The sad answer is nothing. If anything it detracts from the mythos of the existing films, in much the same way as each Wrong Turn sequel and prequel and midquel cheapened the savage impact of the original. See that series for how the FX work became less and less convincing and more like dollar store Halloween masks for series mainstay Three-Finger. That’s not a far cry from Jeepers Creepers 3. That it was played in theaters for but one day before premiering on the SyFy channel should also be taken as a message of forewarning.
What plot there is crowbarred into things picks up right after the winged beastie flies off with Darry Jenner. The cops try to impound the Creep Mobile but soon find it’s some kind of sentient machine, riddled with traps that cannot physically exist in the given space (unless steel spikes can bend?). The Sheriff returns – remembers the carnage from ’78 and calls in Creeper Hunter Michael, who owns a pick up with a mounted gun on it.
Hey, we’ve been here and done this!?
Elsewhere, Meg Foster and granddaughter are worrying about not having enough hay for their horse. Grandma keeps talking to someone who is revealed to be the ghost of Kenny (remember the Kenny and Darla story?), who buried something on the farm the day before he died, 23 years earlier. Granddaughter, Addie, goes to try and purchase hay, has brief flirtations with hay-purveyor Buddy, and accompanies him dropping off other orders for the afternoon.
This links on to a quartet of dirt-bikers who happen across Creeper Mobile in a field, try and break into it and end up skewered by its many traps. They’re assholes, so nobody cares.
Meg Foster digs up the thing Kenny buried, and it’s a severed hand of the Creeper. Touching it gives you a full back catalogue of its life, what it is, where it comes from, etc. Is any of this shared with with audience? No. When the Sheriff comes by and touches it, experiencing the same intake of information is it shared? No. Neither is it used to defeat The Creeper, SO WHY BOTHER?
Addie is kidnapped by The Creeper and finds herself trussed in the back of his van with the last surviving dirt-bike kid. Why they’re wrapped in sheets and ropes before having whichever organs Mr C wants from them is just another one for the ever growing FAQ that should probably be addressed in the DVD booklet, along with ‘Why does Meg Foster look 103 years old?’
Side note: I always get Megs Foster, Ryan, and Tilly confused.

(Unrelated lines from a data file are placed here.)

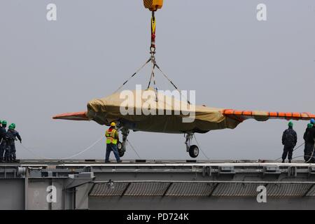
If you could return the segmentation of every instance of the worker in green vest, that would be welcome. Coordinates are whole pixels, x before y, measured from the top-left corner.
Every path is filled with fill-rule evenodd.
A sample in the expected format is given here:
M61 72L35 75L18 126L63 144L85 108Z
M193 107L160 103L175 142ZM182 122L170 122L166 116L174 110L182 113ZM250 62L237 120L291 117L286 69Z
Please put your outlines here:
M113 151L116 158L117 162L121 162L119 157L118 148L117 143L119 142L118 131L115 130L116 124L113 122L111 123L111 127L106 130L105 136L106 137L106 154L105 156L105 162L109 162L109 154Z

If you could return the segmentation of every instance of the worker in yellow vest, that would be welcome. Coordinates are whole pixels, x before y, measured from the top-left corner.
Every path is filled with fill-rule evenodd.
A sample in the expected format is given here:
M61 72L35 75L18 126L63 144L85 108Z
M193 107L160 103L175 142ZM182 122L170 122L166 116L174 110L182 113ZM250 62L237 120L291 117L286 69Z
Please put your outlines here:
M116 124L113 122L111 123L111 127L106 130L105 136L106 137L106 155L105 156L105 162L109 162L109 154L113 151L116 158L117 162L121 162L119 157L118 148L117 143L119 142L118 131L115 129Z

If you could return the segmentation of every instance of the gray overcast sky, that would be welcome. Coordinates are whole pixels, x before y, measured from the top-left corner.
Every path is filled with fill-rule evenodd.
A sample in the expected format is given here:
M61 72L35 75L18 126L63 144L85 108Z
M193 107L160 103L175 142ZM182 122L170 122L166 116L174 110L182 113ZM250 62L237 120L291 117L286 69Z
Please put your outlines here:
M49 3L56 22L46 20ZM260 3L266 22L256 20ZM197 104L315 113L314 0L164 0L156 17L157 60L181 89L196 90ZM142 64L150 19L142 0L1 0L0 119L15 122L23 144L42 156L64 158L92 144L106 127L51 117L85 110ZM149 75L148 68L127 88L146 85ZM171 88L161 77L160 88ZM299 144L306 124L295 122ZM211 159L275 159L286 127L247 120L197 137ZM132 132L129 139L142 158L189 158L183 135ZM19 144L17 150L34 158ZM103 158L104 150L99 142L78 158ZM123 159L134 158L129 147Z

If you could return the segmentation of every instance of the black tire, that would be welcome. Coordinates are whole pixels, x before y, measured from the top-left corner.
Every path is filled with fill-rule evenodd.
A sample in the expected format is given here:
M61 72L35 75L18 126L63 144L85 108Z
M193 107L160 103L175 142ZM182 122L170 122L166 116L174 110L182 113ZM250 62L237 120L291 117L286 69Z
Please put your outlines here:
M125 152L122 151L122 144L120 141L118 141L117 144L117 148L118 149L118 154L120 157L122 157L125 155Z
M195 158L199 155L199 148L196 145L192 145L189 147L189 155L191 158Z

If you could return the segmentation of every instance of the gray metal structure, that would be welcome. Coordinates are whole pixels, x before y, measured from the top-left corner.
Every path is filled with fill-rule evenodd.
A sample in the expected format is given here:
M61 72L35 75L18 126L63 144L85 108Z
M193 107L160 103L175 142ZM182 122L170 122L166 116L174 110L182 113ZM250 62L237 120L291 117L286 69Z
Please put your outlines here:
M0 190L0 209L314 209L315 164L23 160Z

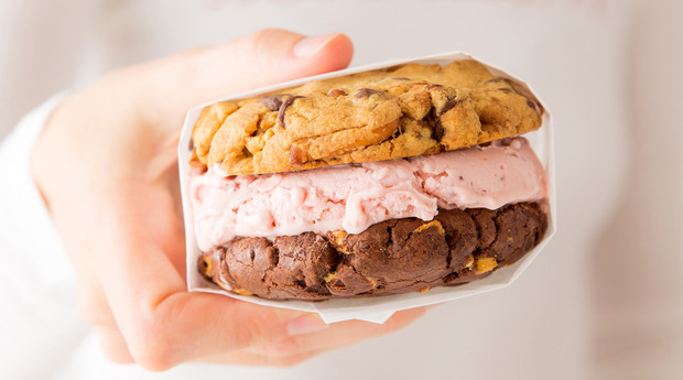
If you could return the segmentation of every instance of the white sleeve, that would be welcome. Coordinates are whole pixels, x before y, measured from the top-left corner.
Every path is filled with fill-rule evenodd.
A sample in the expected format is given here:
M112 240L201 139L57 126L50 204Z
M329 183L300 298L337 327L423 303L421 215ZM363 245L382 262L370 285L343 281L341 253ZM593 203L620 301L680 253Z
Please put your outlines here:
M75 276L31 175L31 155L58 94L0 144L0 368L8 379L47 378L88 333Z

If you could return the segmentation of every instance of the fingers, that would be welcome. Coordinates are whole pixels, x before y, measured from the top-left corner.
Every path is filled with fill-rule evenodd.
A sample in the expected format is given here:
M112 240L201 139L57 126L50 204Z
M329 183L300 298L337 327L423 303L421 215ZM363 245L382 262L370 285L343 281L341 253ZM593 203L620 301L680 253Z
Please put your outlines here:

The Sheriff, Sgt Tubbs (last seen in JC1 and apparently only a day older), and the hunter guy take on the Creep Mobile, which is now also bulletproof (tires included) and can drop little mine-bombs like you get in Mario Kart. My head went into my hands for a minute here.
Eventually, Addie is able to escape, so I think she was supposed to be the lead? The film flits between characters so much it’s impossible to attach yourself to anybody for long enough to root for them. The Creeper goes to retrieve the hand Kenny buried and instead finds a sign that says ‘We know what you are’, shrieks into the night, and Buddy climbs aboard the schoolbus that will feature in Jeepers Creepers II.
WAIT! said I, if he has already experienced the nightmare of this creature then A). why the fuck is he going to a basketball game the very next day after 14 people have been murdered, and B). why in that next/last/whatever film does his character not speak up and say ‘oh hey, this thing attacked us yesterday!’ Retcon central.
What positives there are only orbit around it being good to see the Creeper Mobile back in play (those Jigsaw-lite traps though…), some decent photography here and there, a good score, and Breck is fine in his signature role – though that heinous red sweater needed to go. Everything else looks cheaper, drier, hugely unenthusiastic about itself. I can only think that budget constraints were so tight this was deemed a way of springboarding the franchise back into people’s minds in order to forge ahead properly in Jeepers Creepers 4, as the core demographic for teen-horror released in 2017 will only have been toddlers when the first two came out.
Certainly, the end, where Gina Philips appears for literally about thirty seconds, hints towards a 2024-set next round, but given how long it’s taken this instalment to surface, we could be waiting till 2047.
Blurbs-of-interest: Foster was also in Stepfather II; Jonathan Breck was in The Caretaker and Mask Maker.